The restrictiveness of clothing also recurs in “Ease is a Pair of Stockings Torn Away”, which opens with “anxiety encumbers the soul / melancholy=depression – colour of coal / life is tiring” and ends: “tearing the pair of s/t/o/c/k/i/n/g/s away / is the synonym of ease / liberation+euphoria—colour of light.”

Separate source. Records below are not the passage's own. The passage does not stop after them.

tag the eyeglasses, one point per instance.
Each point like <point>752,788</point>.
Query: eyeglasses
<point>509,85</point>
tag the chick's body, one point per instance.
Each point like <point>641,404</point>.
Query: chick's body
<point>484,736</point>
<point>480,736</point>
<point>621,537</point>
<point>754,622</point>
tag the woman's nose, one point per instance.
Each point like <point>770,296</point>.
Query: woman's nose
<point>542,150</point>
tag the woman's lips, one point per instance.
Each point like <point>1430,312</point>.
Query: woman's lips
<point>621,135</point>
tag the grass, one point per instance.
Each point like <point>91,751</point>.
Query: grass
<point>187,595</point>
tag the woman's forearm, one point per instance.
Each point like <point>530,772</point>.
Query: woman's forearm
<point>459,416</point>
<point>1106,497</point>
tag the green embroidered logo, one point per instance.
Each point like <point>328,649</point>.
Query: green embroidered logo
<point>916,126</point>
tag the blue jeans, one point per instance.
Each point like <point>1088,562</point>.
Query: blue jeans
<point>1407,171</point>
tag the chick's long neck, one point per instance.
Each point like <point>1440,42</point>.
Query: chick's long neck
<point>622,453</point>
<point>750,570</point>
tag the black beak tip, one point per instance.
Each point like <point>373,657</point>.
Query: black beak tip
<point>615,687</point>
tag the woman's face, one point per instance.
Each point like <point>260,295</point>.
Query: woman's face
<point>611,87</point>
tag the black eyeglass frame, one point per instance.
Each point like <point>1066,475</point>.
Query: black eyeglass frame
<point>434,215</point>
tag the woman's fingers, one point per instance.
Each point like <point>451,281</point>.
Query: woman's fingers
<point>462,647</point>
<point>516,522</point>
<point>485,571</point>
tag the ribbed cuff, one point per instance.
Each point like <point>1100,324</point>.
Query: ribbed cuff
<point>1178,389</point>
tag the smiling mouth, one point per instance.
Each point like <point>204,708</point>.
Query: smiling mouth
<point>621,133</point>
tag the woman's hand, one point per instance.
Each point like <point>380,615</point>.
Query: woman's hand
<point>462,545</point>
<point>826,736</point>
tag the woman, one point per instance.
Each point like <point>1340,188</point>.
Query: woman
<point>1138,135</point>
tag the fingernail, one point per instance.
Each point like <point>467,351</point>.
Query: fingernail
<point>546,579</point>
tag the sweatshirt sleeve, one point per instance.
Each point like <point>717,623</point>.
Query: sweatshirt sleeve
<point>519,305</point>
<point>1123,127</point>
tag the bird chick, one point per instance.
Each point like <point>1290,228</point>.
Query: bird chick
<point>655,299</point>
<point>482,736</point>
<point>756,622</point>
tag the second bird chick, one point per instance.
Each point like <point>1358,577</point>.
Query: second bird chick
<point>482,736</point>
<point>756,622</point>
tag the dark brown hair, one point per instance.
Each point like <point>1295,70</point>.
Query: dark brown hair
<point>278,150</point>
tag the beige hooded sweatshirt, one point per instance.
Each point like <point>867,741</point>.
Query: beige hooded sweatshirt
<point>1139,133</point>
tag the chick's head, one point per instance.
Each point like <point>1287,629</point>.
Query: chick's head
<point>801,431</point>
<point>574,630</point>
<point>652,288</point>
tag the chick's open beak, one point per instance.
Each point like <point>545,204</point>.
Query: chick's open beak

The second pamphlet, Bye Donna Summer! (2014), is a series of haiku inspired by the singer, e.g. “sirocco gusted / roses’ corpses everywhere / Summer was crowned king”, or
a necklace of snow
locked between two
white sugary teeth
melted by a rough river
when kissing her lips
These are the only two haiku that appear to have a sequential link. The others explore images that could be inspired by a lyric, by watching Donna Summer perform, by watching an audience react to a performance, or by a memory from the poet’s life. Individually, the haiku are effective, but I didn’t find that they cohered into a sequence. Only the final two haiku directly reference song titles (“Dim all the Lights” in the first, and “Last Dance” and “No More Tears” in the second):
On a spring morning
Dim the lights, ‘Dim all The Lights’
I’ll miss you Summer
‘Last Dance’ of spring rain
The lake’s water desiccates
‘No More Tears’ to shed
Znaidi’s third pamphlet, Taste of the Edge (2014), refocusses on language. In “Erasure”:
I took some drops of bleach
& rinsed my T.V. screen,
trying to erase all of the mass
communication theories of
politics, & the double standard
The title poem suggests “a taste of the edge / stays w/ you forever / forever energizes you – / metabolism in your / blood” without saying what “the edge” is. It ends: “imagine a rock at the edge / of sandy path,” suggesting that the edge is beyond one’s usual path or comfort zone and signifies being open to new ideas and curiosity. This echoes the first pamphlet, but here Znaidi suggests that individual inertia, rather than downtrodden limitation, holds people back. “I don’t fear the lunar eclipse” is another loose sonnet:
I don’t fear the waning of the moon, & this nocturnal
dejection that was enfleshing me disappears
when the storm intensifies – a sense of healing to
such a boredom;
The linear lights of the moon conceal many bits of the truth –
hurdles against that deconstructed reality that we are
I don’t fear the waning of the moon because
something new will be divulged
in this dark
There’s a note of hope, the pamphlets progressing from grey to light. The desire to move on or to escape is still there but is an escape that can happen if the individual chooses, rather than the dispiriting greyness of stasis in Experimental Ruminations.